Kembali menyambung The Big 4. Ide penceritaan filmnya ditulis oleh Timo bersama Johanna Wattimena semasa pandemi, dengan mempertanyakan apakah orang masih memerlukan penghiburan di tengah situasi kacau—atau justru itu toxic positivity yang menjauhkan kita dari kebenaran realitas. “Menghayati konsep kekeluargaan serta unbreakable relationship saat menulisnya benar-benar menginspirasi saya. Creatively, saya menemukan sisi optimis dalam diri saya, dan ingin menyebarkannya melalui karya. Saya menyukai ide bahwa pada akhirnya, tidak peduli seberapa suram atau gelap dunia kita saat ini, kita sedang berjalan menuju tempat yang cerah,” kata Timo. Sebuah gagasan yang melandasi akhiran bahagia bagi alur narasinya.

fashion Zegna (blazer, knitwear, dan celana)

Antara hal baik dan buruk sejatinya berjalan beriringan. Prinsip tersebut diyakini Timo bukan sekadar konsep. “I think we all want to believe it. Kita tidak bisa terus-menerus berpikiran bahwa dunia ini akan selalu menjadi tempat yang mengerikan. Saya tidak berencana mewariskan mentalitas tersebut kepada orang-orang yang menonton film saya—dan terlebih lagi kepada kedua anak perempuan saya. Sebagai manusia, kita perlu berpikir bahwa selalu ada harapan dalam kegelapan,” katanya.

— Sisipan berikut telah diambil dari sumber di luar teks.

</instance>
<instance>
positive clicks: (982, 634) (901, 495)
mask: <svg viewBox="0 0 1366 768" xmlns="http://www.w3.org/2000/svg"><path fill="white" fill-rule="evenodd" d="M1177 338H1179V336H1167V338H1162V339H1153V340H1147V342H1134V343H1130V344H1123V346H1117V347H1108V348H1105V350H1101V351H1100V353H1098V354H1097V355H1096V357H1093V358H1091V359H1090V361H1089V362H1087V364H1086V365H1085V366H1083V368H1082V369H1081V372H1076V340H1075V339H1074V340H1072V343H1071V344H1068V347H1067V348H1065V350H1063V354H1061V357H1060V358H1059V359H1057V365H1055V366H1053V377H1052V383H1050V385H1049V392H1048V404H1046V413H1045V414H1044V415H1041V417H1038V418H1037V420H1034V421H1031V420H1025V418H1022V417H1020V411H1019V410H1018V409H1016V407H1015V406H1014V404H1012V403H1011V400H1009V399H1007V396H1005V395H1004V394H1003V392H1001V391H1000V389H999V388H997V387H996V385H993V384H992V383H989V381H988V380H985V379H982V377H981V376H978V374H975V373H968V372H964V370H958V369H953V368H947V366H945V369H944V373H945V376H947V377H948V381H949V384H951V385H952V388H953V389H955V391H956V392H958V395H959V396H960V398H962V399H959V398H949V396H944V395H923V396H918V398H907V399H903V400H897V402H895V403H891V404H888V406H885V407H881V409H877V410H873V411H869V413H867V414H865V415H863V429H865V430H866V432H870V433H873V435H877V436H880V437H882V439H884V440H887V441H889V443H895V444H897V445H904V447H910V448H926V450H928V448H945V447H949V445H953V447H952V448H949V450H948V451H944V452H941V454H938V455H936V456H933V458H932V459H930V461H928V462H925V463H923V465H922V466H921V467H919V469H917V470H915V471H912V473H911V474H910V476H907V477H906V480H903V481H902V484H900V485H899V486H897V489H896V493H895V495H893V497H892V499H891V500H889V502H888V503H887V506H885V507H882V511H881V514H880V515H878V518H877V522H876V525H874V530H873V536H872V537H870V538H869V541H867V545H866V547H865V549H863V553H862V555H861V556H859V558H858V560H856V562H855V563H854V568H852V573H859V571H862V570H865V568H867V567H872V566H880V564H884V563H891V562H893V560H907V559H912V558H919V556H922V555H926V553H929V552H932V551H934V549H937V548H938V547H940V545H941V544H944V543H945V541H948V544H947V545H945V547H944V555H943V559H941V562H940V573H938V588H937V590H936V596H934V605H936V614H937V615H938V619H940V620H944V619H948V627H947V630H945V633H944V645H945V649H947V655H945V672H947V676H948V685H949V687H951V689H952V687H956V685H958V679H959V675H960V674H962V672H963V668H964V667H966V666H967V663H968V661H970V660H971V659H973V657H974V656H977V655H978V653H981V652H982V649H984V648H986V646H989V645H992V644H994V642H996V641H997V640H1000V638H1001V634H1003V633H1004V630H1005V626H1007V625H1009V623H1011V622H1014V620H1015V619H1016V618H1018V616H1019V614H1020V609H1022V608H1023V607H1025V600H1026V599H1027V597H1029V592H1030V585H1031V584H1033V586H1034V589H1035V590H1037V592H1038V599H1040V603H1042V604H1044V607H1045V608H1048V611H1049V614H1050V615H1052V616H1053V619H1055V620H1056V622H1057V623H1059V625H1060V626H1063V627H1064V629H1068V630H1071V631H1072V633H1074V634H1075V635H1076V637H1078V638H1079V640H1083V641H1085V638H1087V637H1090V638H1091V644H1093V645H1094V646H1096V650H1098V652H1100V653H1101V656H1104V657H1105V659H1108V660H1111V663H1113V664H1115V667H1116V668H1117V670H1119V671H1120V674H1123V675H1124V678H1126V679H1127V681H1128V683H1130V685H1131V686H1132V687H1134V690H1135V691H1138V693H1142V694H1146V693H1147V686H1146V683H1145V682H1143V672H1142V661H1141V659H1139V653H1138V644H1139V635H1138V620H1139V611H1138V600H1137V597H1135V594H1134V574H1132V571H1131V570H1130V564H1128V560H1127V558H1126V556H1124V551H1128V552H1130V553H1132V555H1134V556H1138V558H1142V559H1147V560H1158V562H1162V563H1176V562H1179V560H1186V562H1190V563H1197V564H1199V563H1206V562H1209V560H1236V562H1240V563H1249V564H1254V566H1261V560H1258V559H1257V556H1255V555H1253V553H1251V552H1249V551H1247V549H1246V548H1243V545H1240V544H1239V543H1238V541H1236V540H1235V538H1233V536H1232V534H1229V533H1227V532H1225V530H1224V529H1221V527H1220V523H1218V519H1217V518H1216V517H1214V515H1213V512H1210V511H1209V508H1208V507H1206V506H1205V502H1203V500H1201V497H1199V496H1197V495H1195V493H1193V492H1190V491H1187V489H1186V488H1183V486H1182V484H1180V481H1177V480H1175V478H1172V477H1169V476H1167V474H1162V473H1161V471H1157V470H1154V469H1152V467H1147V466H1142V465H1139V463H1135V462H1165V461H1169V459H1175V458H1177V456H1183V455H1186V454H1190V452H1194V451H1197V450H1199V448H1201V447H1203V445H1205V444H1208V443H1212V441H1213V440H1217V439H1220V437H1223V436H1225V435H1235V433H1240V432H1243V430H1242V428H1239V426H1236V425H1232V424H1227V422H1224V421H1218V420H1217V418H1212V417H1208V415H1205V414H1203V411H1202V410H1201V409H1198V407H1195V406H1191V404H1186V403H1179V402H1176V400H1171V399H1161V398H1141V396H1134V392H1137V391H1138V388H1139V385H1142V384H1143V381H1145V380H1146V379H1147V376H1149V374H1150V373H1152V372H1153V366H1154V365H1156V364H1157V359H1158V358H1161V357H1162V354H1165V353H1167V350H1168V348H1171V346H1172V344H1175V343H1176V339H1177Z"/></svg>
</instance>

Timo telah sampai di titik di mana ia bisa selaras berpijak di antara hitam dan putih kehidupan. Tersirat seiring mengalir percakapan kami; ia seolah-olah tengah membuka era baru bagi kehidupan pribadi maupun narasi artistiknya yang lebih berpengharapan. “Realitas dan proses berpikir kreatif saya cenderung bersifat paralel. Meski begitu, kreativitas juga tentang seimbang. Saya pikir orang menyukai The Big 4 karena ada sesuatu yang baru yang membuat mereka feel-good dan refresh setelah menontonnya. Pengalaman itu tidak bisa saya berikan berturut-turut dalam format serupa,” ujar Timo. Ketika menemui Timo pada hari itu, ia mengungkap tengah mengembangkan sebuah film berlatar penceritaan yang cukup kelam. Ia tidak bicara tentang Train To New York, remake film Train To Busan (2016), yang disebutnya masih dalam tahap pre-produksi; atau babak ketiga Sebelum Iblis Menjemput; atau sekuel Rumah Dara yang rumornya bakal menjadi karya kolaboratif teranyarnya bersama Kimo setelah absen duet sejak 2016; atau waralaba Jagat Sinema Bumilangit, Si Buta Dari Gua Hantu. Alih-alih ia berceloteh perihal isu sosial terkait keperempuanan sebagaimana ia rangkum untuk saya kutip, “It would be a female-driven story.” Timo tersenyum menutup hari dan menyimpan kisah ini untuk lain waktu.